Chinese Herbal Medicine & Acupuncture in Baltimore: East-meets-West practice on the Canton waterfront
Harriet Chen's practice operates out of a two-room clinic on O'Donnell Street in Canton, combining acupuncture with herbal prescription specifically for pain, digestive, and fertility cases—distinguishing itself from the broader wellness acupuncture studios scattered across Federal Hill and Fells Point by anchoring treatment in Chinese medical diagnosis rather than relaxation alone.
What this practice actually is
Chen holds a Master of Science in Oriental Medicine from Maryland University of Integrative Health (formerly Tai Sophia) and is Maryland state-licensed. Her practice is a referral-based clinic rather than a drop-in wellness center; most patients arrive through primary-care doctors at Johns Hopkins or University of Maryland Medical Center seeking non-pharmaceutical alternatives. The space is clinical and minimal, with a waiting area of six chairs and two treatment rooms. No sauna, no juice bar, no music loop. Appointments last 60 to 90 minutes for initial consultations and 40 to 60 for returns.
Services and pricing
Initial consultations run $180 and include intake interview, tongue and pulse diagnosis, and a treatment plan outline. Acupuncture sessions are $120 per visit. Herbal formulas, when prescribed, are ordered through Mountain Rose Herbs or Evergreen Herbs and cost $40 to $100 per month depending on complexity and duration; Chen does not sell herbs directly from the clinic. Most insurance plans do not cover herbal medicine, though some Blue Cross Blue Shield Maryland plans reimburse 50 percent of acupuncture after deductible. Verify current coverage with your insurer before your first visit.
Many patients commit to six to twelve visits in a treatment block (total $720 to $1,440 for acupuncture alone), particularly for pain conditions. Fertility patients often book longer series. She does not offer package discounts but will adjust frequency based on clinical progress.
Comparison to other Baltimore acupuncture options
Baltimore has two main acupuncture categories: wellness studios (Charm City Acupuncture in Fells Point, Community Acupuncture on Fleet Street) offer drop-in and sliding-scale options between $30 and $60 and focus on stress relief and maintenance. Chen's practice is the opposite: referral-preferred, diagnosis-driven, and expensive by comparison. Choose a wellness studio if you want affordable, frequent maintenance or have no specific medical diagnosis. Choose Chen if you have chronic pain unresponsive to other treatment, digestive dysfunction, or fertility concerns and are willing to invest in protocol-based care. Johns Hopkins and UMMC also have acupuncture departments staffed by licensed practitioners; they bill through insurance but have longer wait times (6 to 8 weeks) and typically offer 30-minute sessions.
Who it suits and who it does not suit
This practice works best for patients with a specific diagnosis (low back pain, IBS, endometriosis, neuropathy) who have already tried physical therapy or medication, and for people referred by a conventional doctor who wants specialist input.

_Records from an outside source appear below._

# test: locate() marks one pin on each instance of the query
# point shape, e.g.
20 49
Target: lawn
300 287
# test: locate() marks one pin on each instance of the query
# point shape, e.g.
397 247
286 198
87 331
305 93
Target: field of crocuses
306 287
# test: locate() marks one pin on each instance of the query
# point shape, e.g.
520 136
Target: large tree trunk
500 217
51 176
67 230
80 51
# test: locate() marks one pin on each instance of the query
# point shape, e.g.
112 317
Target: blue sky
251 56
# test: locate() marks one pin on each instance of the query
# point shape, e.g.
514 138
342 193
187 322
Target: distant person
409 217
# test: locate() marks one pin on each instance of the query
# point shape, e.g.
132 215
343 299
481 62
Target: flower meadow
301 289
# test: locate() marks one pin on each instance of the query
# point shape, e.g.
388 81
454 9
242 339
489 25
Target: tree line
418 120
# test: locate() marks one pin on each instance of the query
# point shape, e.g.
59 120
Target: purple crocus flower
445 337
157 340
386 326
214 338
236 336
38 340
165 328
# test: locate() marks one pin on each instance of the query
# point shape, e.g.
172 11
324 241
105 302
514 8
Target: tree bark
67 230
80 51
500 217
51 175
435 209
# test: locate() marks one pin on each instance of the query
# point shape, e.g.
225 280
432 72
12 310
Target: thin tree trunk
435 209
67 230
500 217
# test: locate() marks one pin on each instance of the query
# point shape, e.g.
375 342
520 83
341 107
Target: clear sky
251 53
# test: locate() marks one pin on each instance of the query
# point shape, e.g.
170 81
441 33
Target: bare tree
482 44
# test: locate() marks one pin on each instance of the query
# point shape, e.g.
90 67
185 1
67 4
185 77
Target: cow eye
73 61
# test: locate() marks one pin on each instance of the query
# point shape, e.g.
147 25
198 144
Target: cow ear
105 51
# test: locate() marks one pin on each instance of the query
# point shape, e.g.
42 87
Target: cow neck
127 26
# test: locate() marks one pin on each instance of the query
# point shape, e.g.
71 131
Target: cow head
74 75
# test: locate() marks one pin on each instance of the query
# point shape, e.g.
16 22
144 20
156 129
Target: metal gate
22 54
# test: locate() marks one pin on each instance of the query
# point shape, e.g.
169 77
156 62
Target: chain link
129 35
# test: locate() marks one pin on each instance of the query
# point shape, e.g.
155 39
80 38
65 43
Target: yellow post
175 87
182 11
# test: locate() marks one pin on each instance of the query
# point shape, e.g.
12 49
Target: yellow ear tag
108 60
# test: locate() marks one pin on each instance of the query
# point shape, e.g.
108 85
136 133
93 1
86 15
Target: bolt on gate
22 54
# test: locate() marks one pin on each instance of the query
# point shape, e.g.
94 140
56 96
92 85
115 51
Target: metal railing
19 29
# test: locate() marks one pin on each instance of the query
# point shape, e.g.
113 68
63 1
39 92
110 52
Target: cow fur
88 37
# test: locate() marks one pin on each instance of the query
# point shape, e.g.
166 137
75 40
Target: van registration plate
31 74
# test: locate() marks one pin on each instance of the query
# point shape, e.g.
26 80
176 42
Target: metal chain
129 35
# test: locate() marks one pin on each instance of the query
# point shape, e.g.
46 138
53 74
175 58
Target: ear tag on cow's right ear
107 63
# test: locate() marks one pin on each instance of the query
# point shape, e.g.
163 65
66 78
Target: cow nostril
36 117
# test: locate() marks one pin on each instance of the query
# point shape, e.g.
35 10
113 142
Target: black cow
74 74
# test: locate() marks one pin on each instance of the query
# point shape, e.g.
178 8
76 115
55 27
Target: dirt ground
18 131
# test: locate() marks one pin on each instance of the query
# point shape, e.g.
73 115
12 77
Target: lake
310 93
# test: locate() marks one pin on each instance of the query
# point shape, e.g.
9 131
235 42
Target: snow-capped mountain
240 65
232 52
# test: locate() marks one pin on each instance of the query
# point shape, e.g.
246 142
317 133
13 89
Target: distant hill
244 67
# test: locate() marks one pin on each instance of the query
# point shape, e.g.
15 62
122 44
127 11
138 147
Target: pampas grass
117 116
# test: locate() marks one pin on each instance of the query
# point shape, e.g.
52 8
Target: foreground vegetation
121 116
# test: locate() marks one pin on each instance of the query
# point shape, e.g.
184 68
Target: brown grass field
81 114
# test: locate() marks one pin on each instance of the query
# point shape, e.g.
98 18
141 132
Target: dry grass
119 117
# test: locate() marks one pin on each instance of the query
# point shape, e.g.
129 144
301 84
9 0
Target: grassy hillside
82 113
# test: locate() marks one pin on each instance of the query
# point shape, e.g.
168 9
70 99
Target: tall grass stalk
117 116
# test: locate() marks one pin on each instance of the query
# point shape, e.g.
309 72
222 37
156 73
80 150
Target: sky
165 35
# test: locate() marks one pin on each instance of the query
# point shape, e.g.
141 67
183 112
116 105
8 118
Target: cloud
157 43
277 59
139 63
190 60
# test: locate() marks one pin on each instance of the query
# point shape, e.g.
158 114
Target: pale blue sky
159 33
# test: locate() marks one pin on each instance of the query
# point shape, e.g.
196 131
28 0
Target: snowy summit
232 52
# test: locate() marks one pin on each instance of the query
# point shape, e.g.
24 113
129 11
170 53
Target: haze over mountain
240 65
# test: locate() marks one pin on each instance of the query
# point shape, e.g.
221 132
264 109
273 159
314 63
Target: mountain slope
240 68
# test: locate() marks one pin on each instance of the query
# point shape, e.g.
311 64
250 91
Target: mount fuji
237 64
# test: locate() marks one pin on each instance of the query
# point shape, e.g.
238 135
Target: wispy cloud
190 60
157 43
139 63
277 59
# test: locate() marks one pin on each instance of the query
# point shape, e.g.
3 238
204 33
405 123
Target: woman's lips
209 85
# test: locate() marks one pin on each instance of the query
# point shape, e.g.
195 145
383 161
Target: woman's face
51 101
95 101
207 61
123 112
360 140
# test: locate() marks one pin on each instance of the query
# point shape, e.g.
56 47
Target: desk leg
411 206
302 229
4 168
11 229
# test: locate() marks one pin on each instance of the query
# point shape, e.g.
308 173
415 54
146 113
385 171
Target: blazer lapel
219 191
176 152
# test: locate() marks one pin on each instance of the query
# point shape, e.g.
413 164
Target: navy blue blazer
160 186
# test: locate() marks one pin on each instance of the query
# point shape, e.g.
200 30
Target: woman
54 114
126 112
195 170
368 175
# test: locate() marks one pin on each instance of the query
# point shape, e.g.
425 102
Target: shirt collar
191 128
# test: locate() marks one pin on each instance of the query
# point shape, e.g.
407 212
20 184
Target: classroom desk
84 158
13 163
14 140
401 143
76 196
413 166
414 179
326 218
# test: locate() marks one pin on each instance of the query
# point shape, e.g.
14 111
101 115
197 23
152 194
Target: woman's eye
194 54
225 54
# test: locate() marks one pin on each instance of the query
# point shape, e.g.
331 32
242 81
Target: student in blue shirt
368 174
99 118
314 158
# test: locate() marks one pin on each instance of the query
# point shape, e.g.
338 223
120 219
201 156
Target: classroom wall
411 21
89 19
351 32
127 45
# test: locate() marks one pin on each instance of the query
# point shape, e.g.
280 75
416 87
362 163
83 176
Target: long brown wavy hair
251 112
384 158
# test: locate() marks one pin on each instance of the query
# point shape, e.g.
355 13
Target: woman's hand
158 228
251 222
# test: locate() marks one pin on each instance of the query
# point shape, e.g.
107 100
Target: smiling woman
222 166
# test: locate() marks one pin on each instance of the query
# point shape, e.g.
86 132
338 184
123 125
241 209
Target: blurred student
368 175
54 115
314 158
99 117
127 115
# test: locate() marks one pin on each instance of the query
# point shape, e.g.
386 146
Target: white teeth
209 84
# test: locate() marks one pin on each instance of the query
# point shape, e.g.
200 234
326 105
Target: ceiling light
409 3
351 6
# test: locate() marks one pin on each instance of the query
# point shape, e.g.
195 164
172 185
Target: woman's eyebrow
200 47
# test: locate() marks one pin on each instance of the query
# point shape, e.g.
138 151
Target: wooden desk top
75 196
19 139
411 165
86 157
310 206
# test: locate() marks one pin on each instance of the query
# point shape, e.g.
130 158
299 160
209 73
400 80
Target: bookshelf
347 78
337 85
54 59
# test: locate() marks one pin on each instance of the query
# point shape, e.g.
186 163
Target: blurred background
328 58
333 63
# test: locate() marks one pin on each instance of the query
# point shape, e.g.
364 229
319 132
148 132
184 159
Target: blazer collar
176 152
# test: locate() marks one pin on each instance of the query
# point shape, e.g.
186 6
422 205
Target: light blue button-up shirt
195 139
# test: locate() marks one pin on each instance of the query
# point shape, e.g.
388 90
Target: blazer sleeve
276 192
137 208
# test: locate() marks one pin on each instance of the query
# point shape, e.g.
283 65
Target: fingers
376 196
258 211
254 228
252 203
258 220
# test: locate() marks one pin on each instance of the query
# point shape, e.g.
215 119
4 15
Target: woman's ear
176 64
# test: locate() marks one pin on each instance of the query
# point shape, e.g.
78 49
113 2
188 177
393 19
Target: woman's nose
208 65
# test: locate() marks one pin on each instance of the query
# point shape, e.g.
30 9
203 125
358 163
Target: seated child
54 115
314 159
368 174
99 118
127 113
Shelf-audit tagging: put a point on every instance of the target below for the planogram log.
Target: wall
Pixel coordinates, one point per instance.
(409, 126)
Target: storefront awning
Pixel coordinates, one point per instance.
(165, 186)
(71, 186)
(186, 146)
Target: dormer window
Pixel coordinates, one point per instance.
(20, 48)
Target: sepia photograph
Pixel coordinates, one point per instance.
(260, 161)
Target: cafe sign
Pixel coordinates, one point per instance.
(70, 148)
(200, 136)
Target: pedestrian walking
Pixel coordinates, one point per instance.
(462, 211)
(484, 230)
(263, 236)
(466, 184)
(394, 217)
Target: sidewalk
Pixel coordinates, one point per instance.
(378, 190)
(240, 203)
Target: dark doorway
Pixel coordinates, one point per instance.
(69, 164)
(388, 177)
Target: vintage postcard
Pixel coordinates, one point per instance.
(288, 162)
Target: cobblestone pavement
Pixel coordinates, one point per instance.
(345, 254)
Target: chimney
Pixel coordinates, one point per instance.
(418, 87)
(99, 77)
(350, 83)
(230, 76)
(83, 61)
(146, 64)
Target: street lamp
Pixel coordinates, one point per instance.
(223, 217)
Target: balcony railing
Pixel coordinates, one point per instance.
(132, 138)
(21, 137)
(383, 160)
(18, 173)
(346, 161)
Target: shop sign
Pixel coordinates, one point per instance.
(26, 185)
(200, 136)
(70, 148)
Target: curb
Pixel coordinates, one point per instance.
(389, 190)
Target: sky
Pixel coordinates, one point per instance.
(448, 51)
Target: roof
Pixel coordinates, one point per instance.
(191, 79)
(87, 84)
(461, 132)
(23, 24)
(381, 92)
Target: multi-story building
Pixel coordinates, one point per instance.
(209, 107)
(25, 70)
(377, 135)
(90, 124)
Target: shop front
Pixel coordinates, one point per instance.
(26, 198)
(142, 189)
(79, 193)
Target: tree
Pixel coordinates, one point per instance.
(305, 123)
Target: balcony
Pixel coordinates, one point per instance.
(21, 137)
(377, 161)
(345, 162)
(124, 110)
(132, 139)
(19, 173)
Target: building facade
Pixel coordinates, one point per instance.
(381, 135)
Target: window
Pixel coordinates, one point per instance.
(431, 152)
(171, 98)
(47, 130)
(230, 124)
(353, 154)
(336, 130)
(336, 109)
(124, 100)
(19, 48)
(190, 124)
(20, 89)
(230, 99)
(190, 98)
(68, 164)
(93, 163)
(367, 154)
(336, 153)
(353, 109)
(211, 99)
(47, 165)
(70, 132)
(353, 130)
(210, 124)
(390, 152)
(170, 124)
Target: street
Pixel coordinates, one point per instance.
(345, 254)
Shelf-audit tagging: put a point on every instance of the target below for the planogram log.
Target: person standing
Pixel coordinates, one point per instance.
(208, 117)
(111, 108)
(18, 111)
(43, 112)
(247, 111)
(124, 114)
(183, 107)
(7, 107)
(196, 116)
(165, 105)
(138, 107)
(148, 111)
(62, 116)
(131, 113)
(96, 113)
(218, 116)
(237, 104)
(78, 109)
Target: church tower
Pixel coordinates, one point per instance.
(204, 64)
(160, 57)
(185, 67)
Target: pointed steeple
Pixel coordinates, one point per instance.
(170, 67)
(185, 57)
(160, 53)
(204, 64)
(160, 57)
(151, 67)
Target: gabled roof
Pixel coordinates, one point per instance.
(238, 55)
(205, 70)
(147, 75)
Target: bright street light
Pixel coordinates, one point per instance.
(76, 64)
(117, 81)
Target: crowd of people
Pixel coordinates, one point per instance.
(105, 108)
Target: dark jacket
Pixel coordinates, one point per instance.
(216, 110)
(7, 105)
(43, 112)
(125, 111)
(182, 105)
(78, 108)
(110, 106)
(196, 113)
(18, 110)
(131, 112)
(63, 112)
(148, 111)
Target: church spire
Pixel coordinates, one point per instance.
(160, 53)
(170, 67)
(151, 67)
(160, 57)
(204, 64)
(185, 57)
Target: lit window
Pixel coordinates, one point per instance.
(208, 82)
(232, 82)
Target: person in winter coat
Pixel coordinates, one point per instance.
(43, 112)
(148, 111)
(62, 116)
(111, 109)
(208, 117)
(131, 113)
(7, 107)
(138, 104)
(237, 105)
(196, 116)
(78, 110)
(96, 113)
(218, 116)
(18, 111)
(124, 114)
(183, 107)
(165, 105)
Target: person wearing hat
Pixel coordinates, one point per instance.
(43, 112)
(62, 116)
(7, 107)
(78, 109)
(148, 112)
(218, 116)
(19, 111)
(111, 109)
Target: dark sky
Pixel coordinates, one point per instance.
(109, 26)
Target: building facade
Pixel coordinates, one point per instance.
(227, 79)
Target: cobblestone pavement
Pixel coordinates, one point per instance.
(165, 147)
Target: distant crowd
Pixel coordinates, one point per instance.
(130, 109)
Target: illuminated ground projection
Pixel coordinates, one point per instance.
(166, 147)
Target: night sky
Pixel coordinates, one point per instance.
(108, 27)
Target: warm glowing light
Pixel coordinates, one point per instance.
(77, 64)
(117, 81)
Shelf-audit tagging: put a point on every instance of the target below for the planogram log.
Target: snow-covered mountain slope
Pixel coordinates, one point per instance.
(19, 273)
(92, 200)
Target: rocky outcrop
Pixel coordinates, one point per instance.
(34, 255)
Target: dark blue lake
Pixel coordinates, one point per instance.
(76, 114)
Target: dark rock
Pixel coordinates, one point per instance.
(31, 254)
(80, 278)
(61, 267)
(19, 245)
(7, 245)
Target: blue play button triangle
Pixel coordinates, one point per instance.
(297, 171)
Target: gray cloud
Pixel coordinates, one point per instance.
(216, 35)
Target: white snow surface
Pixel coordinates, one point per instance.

Patients should be comfortable with herbal supplements (which taste bitter and require daily commitment) and needles. The practice does not market to wellness seekers or corporate wellness programs. It does not treat acute injuries or any condition requiring emergency intervention.
What the first visit involves
Expect a 90-minute appointment. Chen will ask detailed questions about your chief complaint, pain quality and location, digestion, sleep, menstrual cycle (if applicable), and emotional stress. She will look at your tongue and take your radial pulse on both wrists for several minutes, using those findings to diagnose your condition in Chinese medical terms (which may differ from your Western diagnosis). She will then place 8 to 12 fine needles at specific points, leave them for 25 to 40 minutes while you rest, and remove them. No electrostimulation. You may feel a dull, heavy sensation (called "de qi") which practitioners consider therapeutic. Most people feel calm afterward. Bring a list of current medications and supplements.
Hours, parking, and logistics
The clinic is open Tuesday through Friday, 10 a.m. to 5 p.m., and Saturday by appointment. It is closed Sunday and Monday. Street parking on O'Donnell is typically available; no lot. Canton has meter parking ($2 per hour weekdays, free after 6 p.m. and weekends). The clinic is one block from the Canton Waterfront Park and is wheelchair-accessible.
Chen works solo and books appointments roughly four weeks in advance; call for availability rather than relying on online scheduling.
A practitioner with documented training, single-practitioner depth, and willingness to work within your existing medical care makes this clinic the referral standard in Baltimore for acupuncture that functions as active medical treatment rather than spa experience.